Ask HN: What's your GDPR-compliant encrypted logging solution? - pjc50
Given that files which may contain customer names and purchase information are potentially covered by GDPR, is there a good standard solution to protect them?
======
jakozaur
Ideally:

1\. Use logging SaaS that takes GDPR seriously (e.g. Sumo Logic where I work).

2\. Avoid logging sensitive data (e.g. log id, not the address), use joins
when you can reconstruct them.

3\. Keep logs with reasonable retention.

4\. Use logs for debugging and operational aspects, don't use those data for
marketing, profiling as it is causes a lot of pain (e.g. right to forget).

GDPR is generally vague what it actually means and there are a lot of
interpretations.
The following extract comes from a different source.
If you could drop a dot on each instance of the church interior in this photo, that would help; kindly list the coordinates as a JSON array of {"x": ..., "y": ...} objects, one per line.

E.g. can I log IP of my visitors without consent. Possible
answers:

1\. No you can't. Never.

2\. Yes, do whatever.

3\. Yes, If you use it for security or system troubleshooting. No, if you use
it for marketing, sales, etc.

The majority of interpretations, lean towards 3, but some ppl claim 1.

------
mtmail
I'v read Facebook has long-term backups on Blueray discs where each record has
the user id plus encrypted data. Each user has their own encryption key. When
a user gets deleted they throw away the encryption key. I haven't seen an off-
the-shelf solution for this yet.

That said purchase information might be covered by other regulation, e.g. tax
law, which would overwrite GDPR. GDPR also doesn't set a fixed data expiry,
you can document that records are deleted X months later (as long as it's not
infinite).

------
twunde
A resource you may find useful is AWS' GDPR compliance center:
[https://aws.amazon.com/compliance/gdpr-
center/](https://aws.amazon.com/compliance/gdpr-center/)

This has some white papers and general advice for achieving GDPR compliance on
AWS.

------
outsideoflife
Unless you have a reason for keeping them /dev/null is probably the best
answer.

If you have a reason for keeping them think about who needs to see them again
and on what timescale. As other poster mentioned legal reasons override GDPR.

How big are your logs? Do you really need them?